THE Marcos administration will focus on taming inflation and attracting more foreign investments to produce quality jobs for Filipinos aside from boosting government spending to attain its growth target this year, the country’s socioeconomic planning secretary said on Wednesday.
National Economic and Development Authority (NEDA) Director General Arsenio Balisacan made the remarks when asked during a Palace press briefing on the administration’s thrust to achieve its gross domestic product (GDP) target for 2023.
The government reported that underspending resulted in slower growth and also announced fast-tracking state projects to boost spending.
“I think (we are making) progress in slowing down of inflation. Inflation has always been a major concern because when inflation, high inflation, persists, that discourages or depresses domestic demand,” Balisacan said.
“As we have seen, we have made significant progress since January of this year in slowing down inflation and we would want to continue moving in that direction. And we do that, if we succeed in that, that will be a big boost to our domestic demand and to our growth.”
At the same time, the administration has been watching agencies and putting pressure on them to make sure that they are progressing particularly those that impact on ease of doing business, he said.
“Remember that our goal… that what we need, first and foremost, is massive investment to improve the quality of jobs.
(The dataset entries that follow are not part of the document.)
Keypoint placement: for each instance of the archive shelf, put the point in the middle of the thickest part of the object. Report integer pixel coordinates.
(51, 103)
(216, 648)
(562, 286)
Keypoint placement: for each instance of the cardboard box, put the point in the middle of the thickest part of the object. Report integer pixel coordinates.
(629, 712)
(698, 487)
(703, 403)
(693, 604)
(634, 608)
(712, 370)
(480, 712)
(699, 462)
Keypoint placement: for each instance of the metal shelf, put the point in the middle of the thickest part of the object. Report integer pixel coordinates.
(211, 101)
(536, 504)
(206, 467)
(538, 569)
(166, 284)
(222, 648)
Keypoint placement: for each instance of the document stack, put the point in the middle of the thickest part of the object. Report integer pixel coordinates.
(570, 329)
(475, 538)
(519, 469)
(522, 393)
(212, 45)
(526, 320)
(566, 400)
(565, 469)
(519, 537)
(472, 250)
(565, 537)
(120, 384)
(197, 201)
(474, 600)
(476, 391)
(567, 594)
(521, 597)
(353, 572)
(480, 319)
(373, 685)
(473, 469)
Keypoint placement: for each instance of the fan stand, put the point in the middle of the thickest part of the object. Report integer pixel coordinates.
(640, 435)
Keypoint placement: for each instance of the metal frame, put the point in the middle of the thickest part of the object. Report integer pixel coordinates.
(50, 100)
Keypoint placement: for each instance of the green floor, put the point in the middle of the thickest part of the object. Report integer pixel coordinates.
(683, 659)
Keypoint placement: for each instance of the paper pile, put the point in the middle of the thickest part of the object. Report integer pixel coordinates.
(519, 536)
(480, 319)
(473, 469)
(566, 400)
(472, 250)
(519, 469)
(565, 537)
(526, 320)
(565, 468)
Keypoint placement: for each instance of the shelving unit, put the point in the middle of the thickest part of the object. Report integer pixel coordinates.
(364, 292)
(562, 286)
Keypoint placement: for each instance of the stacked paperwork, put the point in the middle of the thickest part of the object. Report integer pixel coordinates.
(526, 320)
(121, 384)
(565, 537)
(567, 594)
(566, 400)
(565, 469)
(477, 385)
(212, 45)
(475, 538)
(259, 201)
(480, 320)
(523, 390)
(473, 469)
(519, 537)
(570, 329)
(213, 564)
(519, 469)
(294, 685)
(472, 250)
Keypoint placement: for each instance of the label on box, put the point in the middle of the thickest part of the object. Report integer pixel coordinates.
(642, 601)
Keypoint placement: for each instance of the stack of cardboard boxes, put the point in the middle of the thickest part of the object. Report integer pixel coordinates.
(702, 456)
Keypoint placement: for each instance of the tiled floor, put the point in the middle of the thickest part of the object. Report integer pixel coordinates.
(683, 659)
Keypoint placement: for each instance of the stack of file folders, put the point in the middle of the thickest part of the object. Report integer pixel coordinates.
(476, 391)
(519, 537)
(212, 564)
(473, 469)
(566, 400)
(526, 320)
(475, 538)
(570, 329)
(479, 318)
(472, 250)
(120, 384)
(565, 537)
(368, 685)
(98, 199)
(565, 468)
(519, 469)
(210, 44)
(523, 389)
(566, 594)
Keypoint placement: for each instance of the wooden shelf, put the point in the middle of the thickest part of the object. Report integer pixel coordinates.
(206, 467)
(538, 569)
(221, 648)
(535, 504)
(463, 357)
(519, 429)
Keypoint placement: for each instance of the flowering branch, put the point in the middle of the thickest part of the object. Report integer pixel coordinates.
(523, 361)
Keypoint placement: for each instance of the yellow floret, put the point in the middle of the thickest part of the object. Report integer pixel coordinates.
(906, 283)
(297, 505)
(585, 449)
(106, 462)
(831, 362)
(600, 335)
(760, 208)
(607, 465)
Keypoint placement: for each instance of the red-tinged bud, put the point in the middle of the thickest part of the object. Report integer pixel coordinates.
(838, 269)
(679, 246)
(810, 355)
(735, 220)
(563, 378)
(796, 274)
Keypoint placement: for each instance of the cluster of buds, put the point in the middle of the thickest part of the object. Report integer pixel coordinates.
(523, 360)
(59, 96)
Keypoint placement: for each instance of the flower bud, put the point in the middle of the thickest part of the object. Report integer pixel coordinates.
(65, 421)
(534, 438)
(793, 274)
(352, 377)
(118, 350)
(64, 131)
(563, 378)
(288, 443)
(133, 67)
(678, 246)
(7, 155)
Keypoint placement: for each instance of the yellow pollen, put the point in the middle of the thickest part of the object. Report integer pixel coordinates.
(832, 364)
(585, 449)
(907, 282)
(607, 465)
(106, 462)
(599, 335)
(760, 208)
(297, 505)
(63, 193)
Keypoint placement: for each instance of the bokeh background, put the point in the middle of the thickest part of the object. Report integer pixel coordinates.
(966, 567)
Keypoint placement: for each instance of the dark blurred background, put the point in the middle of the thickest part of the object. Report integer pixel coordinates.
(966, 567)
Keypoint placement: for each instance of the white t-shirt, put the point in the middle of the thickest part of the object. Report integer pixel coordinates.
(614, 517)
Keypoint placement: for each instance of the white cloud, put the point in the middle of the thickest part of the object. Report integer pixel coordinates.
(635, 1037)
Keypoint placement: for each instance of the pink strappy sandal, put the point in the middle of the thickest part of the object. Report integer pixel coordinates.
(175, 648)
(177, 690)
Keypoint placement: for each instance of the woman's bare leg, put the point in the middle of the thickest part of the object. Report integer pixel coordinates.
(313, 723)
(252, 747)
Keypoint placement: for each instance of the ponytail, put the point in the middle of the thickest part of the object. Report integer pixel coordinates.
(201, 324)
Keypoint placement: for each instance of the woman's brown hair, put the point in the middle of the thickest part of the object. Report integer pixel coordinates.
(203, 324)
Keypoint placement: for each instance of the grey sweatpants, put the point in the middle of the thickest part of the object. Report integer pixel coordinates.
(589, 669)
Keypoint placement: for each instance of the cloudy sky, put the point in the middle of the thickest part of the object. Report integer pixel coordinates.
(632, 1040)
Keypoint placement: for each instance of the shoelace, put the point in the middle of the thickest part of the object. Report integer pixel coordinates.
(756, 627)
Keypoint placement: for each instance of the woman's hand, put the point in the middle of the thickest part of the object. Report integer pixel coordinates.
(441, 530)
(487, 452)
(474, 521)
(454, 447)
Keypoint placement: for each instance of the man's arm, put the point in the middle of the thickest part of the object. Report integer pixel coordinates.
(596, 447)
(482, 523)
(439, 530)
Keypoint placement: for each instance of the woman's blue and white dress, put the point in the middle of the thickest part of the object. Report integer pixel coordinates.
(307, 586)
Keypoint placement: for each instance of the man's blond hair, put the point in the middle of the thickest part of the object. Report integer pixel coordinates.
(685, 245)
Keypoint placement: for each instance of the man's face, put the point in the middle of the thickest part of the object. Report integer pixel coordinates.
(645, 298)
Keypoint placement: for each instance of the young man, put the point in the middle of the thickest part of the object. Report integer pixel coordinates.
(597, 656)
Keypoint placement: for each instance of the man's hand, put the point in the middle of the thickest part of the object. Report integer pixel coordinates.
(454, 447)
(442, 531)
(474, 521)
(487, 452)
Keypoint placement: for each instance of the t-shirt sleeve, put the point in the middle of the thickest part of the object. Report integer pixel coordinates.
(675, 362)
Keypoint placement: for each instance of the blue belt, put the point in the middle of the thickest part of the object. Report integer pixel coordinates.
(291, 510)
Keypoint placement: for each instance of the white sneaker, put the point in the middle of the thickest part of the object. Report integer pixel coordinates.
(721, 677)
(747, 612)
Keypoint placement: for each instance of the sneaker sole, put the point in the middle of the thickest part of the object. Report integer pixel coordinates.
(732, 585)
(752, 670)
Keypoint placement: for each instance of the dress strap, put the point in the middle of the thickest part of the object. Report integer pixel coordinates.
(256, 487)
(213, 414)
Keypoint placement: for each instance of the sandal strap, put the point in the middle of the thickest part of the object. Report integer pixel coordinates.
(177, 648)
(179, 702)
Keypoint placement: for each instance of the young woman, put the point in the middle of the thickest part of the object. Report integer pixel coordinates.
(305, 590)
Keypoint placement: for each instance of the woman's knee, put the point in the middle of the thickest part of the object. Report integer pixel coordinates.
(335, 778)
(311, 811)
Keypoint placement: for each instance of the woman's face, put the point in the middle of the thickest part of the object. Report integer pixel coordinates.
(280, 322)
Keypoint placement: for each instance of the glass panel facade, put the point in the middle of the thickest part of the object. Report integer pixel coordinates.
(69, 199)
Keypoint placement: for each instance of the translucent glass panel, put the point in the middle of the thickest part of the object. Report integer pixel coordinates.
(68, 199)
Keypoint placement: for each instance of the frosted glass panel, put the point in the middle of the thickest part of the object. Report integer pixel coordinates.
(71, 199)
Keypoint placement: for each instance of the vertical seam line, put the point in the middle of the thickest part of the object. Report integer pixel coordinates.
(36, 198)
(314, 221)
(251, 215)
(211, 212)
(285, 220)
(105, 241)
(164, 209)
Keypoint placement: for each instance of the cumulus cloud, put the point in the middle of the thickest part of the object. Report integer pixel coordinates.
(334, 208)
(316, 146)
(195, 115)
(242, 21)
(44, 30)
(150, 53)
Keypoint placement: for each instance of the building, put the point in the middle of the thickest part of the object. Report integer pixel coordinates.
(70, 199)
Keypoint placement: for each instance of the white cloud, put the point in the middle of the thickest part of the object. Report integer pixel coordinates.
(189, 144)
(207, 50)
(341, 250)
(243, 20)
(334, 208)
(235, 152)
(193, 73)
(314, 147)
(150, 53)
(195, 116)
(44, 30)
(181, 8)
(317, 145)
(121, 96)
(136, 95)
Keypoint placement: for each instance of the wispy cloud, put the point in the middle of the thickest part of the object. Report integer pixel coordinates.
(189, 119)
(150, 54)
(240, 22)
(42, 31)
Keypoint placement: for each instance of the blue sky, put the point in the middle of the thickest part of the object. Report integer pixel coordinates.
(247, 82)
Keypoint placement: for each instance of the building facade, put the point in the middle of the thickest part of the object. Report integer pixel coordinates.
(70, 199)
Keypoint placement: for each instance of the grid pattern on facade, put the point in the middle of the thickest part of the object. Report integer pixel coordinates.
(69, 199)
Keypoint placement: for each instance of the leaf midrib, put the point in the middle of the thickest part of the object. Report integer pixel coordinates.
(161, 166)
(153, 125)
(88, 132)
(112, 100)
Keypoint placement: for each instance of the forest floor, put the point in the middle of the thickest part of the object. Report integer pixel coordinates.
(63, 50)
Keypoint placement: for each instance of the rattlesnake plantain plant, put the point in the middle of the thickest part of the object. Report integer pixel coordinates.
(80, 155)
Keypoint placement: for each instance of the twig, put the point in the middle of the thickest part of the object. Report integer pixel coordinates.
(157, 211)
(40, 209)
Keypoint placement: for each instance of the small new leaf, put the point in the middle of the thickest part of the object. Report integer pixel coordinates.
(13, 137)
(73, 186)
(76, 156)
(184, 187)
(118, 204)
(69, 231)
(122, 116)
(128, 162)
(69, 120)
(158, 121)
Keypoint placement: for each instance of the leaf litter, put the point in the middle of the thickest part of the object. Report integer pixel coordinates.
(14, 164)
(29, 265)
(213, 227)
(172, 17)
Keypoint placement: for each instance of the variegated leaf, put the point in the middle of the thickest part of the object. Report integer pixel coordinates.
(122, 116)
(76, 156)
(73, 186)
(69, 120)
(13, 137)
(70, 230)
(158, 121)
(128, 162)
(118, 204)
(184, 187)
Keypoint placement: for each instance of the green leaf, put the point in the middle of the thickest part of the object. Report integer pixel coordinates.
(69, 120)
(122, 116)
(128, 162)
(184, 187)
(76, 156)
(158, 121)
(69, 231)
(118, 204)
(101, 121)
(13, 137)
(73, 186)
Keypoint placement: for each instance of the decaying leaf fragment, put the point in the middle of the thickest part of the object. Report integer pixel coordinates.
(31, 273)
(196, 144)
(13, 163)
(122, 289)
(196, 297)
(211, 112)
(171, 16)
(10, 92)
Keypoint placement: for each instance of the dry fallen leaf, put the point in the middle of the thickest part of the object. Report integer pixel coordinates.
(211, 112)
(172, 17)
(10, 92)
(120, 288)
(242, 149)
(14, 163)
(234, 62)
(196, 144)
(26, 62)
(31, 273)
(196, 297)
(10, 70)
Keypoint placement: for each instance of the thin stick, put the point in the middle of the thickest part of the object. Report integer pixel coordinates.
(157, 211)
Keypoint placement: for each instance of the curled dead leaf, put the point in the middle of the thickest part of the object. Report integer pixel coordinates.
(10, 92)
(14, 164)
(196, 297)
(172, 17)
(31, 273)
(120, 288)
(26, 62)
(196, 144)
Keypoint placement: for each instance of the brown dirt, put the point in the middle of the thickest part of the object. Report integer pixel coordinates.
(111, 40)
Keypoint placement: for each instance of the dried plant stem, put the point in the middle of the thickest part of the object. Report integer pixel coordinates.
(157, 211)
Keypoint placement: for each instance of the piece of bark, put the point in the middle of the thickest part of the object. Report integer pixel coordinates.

Because, as an economist looking at the problem, it’s not so much already anymore the jobs per se that are the problems, but the quality of the jobs that are there.”
“And, of course, we need nothing less than investment not just in the public sector but, even more importantly, in the private sector that makes that improvement and the quality of jobs possible.”
Asked about the downside risks of attaining that target, Balisacan pointed to inflation as a major risk especially with the oil prices peaking up again, as well as rice prices which have been rising.
The administration, he said, is positioning to ensure further slowdown in inflation amid these developments and also see to it that is in good command of its policy tools.
“For example, looking at enhancing the availability of stocks so that we can prevent untoward increases or upward pressure in prices in the near term,” the NEDA chief said.
He also said that by addressing the issues that the government has identified, it could still achieve, at least, the lower end of the range of 6 to 7 percent growth.
The country needs to grow 6.6 percent in the second half to achieve 6 percent growth for the full year, Balisacan said.